Find out how educational programs like GrainBridge and Operating Wildlife are preparing the next generation of Kansas producers.
FFA students from 32 schools within eastern Kansas are gaining budgeting, grain marketing and farm business planning skills thanks to GrainBridge, a program that provides web-based farm risk management curriculum tools at no cost to educators and students in agricultural classrooms as part of Frontier Farm Credit’s funding support.
Through the instruction of 20 interactive modules, students walk away with a better understanding of how to manage risk from pre-planning to point of sale using live market data. They also practice managing virtual farms and ranches by stimulating market events and scenarios that affect profitability.
"Teachers love the real-world applications of the program and its relevance to what is happening in production ag today."
– Jordyn Bader
“We often hear from teachers that they love the real-world applications of the program and its relevance to what is happening in production ag today,” says GrainBridge education and outreach coordinator Jordyn Bader.

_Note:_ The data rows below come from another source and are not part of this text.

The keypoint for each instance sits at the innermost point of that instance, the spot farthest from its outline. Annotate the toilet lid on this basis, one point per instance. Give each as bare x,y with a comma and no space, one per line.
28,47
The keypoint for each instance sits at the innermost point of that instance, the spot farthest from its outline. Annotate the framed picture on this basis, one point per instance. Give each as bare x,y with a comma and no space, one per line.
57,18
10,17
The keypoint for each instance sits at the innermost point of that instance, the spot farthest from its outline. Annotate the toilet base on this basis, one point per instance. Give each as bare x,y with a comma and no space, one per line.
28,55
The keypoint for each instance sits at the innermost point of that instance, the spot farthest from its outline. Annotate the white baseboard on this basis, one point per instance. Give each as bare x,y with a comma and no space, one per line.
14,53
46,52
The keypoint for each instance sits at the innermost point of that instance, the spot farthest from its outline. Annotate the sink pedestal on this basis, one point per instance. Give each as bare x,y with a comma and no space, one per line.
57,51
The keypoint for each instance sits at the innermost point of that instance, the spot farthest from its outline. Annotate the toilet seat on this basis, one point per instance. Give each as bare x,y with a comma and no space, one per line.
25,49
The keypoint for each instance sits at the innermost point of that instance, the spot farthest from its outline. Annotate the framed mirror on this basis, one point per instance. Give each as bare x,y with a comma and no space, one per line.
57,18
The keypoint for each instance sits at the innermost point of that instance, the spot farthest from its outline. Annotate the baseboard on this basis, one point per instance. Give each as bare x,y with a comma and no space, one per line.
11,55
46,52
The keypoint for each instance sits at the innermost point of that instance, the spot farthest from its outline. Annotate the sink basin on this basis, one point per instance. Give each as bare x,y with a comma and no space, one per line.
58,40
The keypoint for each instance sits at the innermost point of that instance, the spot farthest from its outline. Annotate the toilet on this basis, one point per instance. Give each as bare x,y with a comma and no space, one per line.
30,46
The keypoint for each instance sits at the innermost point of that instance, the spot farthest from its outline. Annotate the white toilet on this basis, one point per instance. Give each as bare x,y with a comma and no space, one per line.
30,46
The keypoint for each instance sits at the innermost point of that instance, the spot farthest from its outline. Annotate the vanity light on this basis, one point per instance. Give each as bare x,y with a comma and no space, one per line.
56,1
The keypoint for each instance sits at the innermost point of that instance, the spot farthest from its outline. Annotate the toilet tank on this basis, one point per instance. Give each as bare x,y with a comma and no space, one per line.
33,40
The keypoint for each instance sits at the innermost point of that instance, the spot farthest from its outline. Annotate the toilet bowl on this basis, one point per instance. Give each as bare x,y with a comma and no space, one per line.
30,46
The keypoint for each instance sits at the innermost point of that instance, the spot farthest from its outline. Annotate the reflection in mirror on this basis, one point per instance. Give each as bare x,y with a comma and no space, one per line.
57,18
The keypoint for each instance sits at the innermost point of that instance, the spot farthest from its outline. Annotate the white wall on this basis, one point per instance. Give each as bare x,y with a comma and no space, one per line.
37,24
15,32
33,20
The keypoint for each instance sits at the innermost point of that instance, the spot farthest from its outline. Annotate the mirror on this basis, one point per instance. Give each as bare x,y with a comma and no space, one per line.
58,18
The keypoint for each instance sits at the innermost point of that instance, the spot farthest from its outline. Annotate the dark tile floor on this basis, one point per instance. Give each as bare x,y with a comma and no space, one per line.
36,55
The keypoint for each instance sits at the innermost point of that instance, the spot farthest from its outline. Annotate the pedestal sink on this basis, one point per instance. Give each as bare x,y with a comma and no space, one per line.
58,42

According to Bader, the experiential learning tool is making an impact outside of the classroom, too.
“We have a number of students who are transitioning what they are learning in the classroom and applying it to their family’s operation or even their own production-based project as part of their supervised agricultural experience,” says Bader.
Making Connections Between Pollinators and Production Agriculture
Another educational outreach program organized by Operation WildLife, is working to expose elementary students to the important environmental role honeybees play as pollinators.
Students in participating schools will be able to see honeybees at work in a portable observation hive while learning about their social structure, the special challenges they face and how they benefit food and agriculture systems.
“As part of our mission to provide wildlife education, we decided to branch out and do outreach education in the classroom emphasizing the primary role honeybees play as pollinators,” says Diane Johnson, executive director of Operation WildLife.
“Education starts early, and if we can make children aware of honeybees up close and personal, the more they will understand their value.”